[Lldb-commits] [PATCH] D154271: [lldb] Fix data race when interacting with python scripts

Jonas Devlieghere via Phabricator via lldb-commits lldb-commits at lists.llvm.org
Sat Jul 1 09:16:35 PDT 2023


JDevlieghere added a comment.

In D154271#4466170 <https://reviews.llvm.org/D154271#4466170>, @bulbazord wrote:

> Making `m_lock_count`'s type into `std::atomic<uint32_t>` makes sense to me, but I'm a little confused about why `Process::LoadOperatingSystemPlugin` is guarded by acquiring `m_thread_mutex`. My (admittedly limited) understanding of that is that it's a mutex that the Process holds for the ThreadList to manage concurrent modifications to the thread list. Is loading an Operating System plugin related to modifying the ThreadList? If not, perhaps it would be better served by having its own mutex?

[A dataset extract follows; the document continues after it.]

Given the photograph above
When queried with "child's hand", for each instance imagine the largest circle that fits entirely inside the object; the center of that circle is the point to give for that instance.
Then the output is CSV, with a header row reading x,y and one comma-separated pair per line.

Yes, the OS plugins are named somewhat confusingly, but their purpose is to allow an operating systems (e.g. XNU) to specify threads when doing system level debugging, where otherwise we'd have just one thread per core.



================
Comment at: lldb/source/Plugins/ScriptInterpreter/Python/ScriptInterpreterPythonImpl.h:424
   bool m_valid_session;
-  uint32_t m_lock_count;
+  std::atomic<uint32_t> m_lock_count;
   PyThreadState *m_command_thread_state;
----------------
I was looking at how `m_lock_count is used. `IsExecutingPython` is loading the value once so that's fine. `IncrementLockCount` is using `operator++` so that's fine too. The only problem is `DecrementLockCount,` which is loading the value multiple times:

```
  uint32_t DecrementLockCount() {
    if (m_lock_count > 0)
      --m_lock_count;
    return m_lock_count;
  }
```

We can either drop the "safe" behavior and implement `DecrementLockCount` as `--m_lock_count` or we'll have to use a (hopefully non-recursive) mutex after al.